Here are some of the observations from the plots above -

- The histogram for sum of actions across different MoAs is left skewed. Majority of MoAs have less than 100 samples where they were triggered. This is quite low given that we have almost 23k samples in our training dataset.
- nfkb_inhibitor & proteasome_inhibitor are the most common MoAs with counts of around 800+ and 700+ respectively
- Other popular MoAs for Cyclooxygenase_inhibitor, dopamine_receptor_antagonist, dna_inhibitor etc. have counts of 400+ records each
- Least common MoAs like steroid, elastase_inhibitor, laxative have less than 10 records each
- Each MoA has been triggered atleast once in the data
- Models may struggle with low triggered MoAs.
- Given the low triggers for some of the MoAs, it may be an interesting approach to set their predictions manually to zero and ignore them from the prediction.

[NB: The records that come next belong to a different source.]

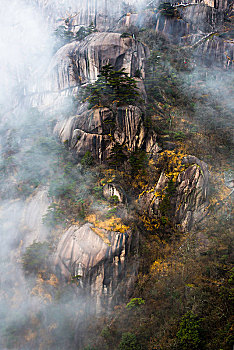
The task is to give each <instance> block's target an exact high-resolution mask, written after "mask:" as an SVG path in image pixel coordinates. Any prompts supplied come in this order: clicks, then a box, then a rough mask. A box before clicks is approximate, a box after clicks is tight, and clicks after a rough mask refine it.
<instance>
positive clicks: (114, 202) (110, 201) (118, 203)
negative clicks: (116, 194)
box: [110, 195, 119, 205]
mask: <svg viewBox="0 0 234 350" xmlns="http://www.w3.org/2000/svg"><path fill="white" fill-rule="evenodd" d="M110 203H111V204H112V205H117V204H119V197H118V196H116V195H115V196H111V197H110Z"/></svg>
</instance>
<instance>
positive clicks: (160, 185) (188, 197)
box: [139, 156, 209, 232]
mask: <svg viewBox="0 0 234 350" xmlns="http://www.w3.org/2000/svg"><path fill="white" fill-rule="evenodd" d="M183 162H184V164H185V165H186V168H185V170H183V171H182V172H180V173H179V175H178V176H177V178H176V181H175V182H173V184H171V187H170V184H169V182H170V177H168V176H166V174H165V173H162V174H161V176H160V178H159V180H158V182H157V184H156V186H155V187H154V189H152V190H149V191H146V193H145V194H144V195H143V196H142V197H141V198H140V200H139V204H140V211H141V212H142V213H145V214H146V215H148V216H149V217H150V218H151V219H156V220H158V221H159V222H161V220H163V217H164V219H166V217H167V218H169V219H170V222H171V223H172V224H174V225H175V226H176V227H177V228H179V229H180V230H181V231H183V232H186V231H188V230H191V229H192V228H193V227H194V225H195V224H196V223H198V222H200V221H201V220H202V219H203V218H204V217H205V216H206V214H207V207H208V203H209V202H208V180H209V173H208V166H207V164H206V163H204V162H202V161H200V160H199V159H197V158H196V157H194V156H186V157H184V159H183Z"/></svg>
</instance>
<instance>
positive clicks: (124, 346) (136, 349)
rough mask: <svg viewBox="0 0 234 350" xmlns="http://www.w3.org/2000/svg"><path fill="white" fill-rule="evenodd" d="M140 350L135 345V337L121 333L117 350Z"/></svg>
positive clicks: (139, 346)
mask: <svg viewBox="0 0 234 350" xmlns="http://www.w3.org/2000/svg"><path fill="white" fill-rule="evenodd" d="M138 349H140V346H139V344H138V343H137V338H136V335H135V334H133V333H130V332H127V333H123V335H122V338H121V341H120V343H119V350H138Z"/></svg>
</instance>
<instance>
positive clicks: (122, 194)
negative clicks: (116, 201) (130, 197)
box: [103, 182, 126, 203]
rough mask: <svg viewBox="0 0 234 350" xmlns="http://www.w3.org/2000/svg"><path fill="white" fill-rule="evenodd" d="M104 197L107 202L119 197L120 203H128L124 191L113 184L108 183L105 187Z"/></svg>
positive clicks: (103, 195) (118, 186) (113, 183)
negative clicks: (110, 200)
mask: <svg viewBox="0 0 234 350" xmlns="http://www.w3.org/2000/svg"><path fill="white" fill-rule="evenodd" d="M103 196H104V198H106V199H107V200H110V199H111V198H112V197H113V196H116V197H118V200H119V202H120V203H124V202H126V195H125V193H124V190H123V189H122V188H121V187H120V186H119V185H116V184H114V183H113V182H112V183H107V184H106V185H105V186H104V187H103Z"/></svg>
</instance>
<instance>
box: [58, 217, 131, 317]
mask: <svg viewBox="0 0 234 350" xmlns="http://www.w3.org/2000/svg"><path fill="white" fill-rule="evenodd" d="M128 245H129V237H128V234H127V233H120V232H113V231H107V230H104V229H97V228H95V227H94V225H92V224H90V223H87V224H85V225H83V226H71V227H70V228H69V229H68V230H67V231H66V232H65V233H64V235H63V237H62V239H61V240H60V242H59V244H58V248H57V251H56V254H55V257H54V265H55V270H56V273H57V275H58V276H60V278H62V279H65V280H72V281H76V282H77V285H78V292H80V293H81V294H82V293H85V295H86V296H87V297H89V298H91V299H92V303H93V304H94V305H95V308H96V311H95V312H96V313H101V312H102V311H103V309H104V308H105V310H106V311H107V310H108V308H109V307H111V305H112V304H115V302H116V301H117V299H118V296H117V295H118V291H119V289H120V288H121V286H122V283H123V281H125V283H126V281H127V280H131V281H133V279H132V278H131V277H130V278H129V277H127V276H126V271H127V270H126V269H127V267H126V261H125V260H126V258H127V253H128ZM131 272H132V276H133V275H134V273H133V270H131ZM122 287H123V286H122ZM128 288H130V286H129V283H126V285H125V288H124V290H125V291H124V293H127V290H128ZM87 292H88V294H87ZM112 306H113V305H112Z"/></svg>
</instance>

Next we would look at correlation between MoAs to understand if a drug sample is likely to trigger multiple MoAs that are correlated to each other.

In [None]:
actions=train_features_scored.iloc[:,-100:]
corr = actions.corr(method='pearson')
# corr
f, ax = plt.subplots(figsize=(25, 25))

# Generate a custom diverging colormap
cmap = sns.diverging_palette(220, 10, as_cmap=True)
mask = np.triu(np.ones_like(corr, dtype=np.bool))

# Draw the heatmap with the mask and correct aspect ratio
sns.heatmap(corr, mask=mask, cmap=cmap, vmax=.3, center=0,
            square=True, linewidths=.8, cbar_kws={"shrink": .5})

ax = sns.heatmap(corr,linewidths=0.8,cmap=cmap)

The above correlation plot tells us that there is no correlation across MoAs, meaning that these MoAs are independent to each other and triggering of one MoA is unlikely to lead to triggering of other MoA because of zero correlation.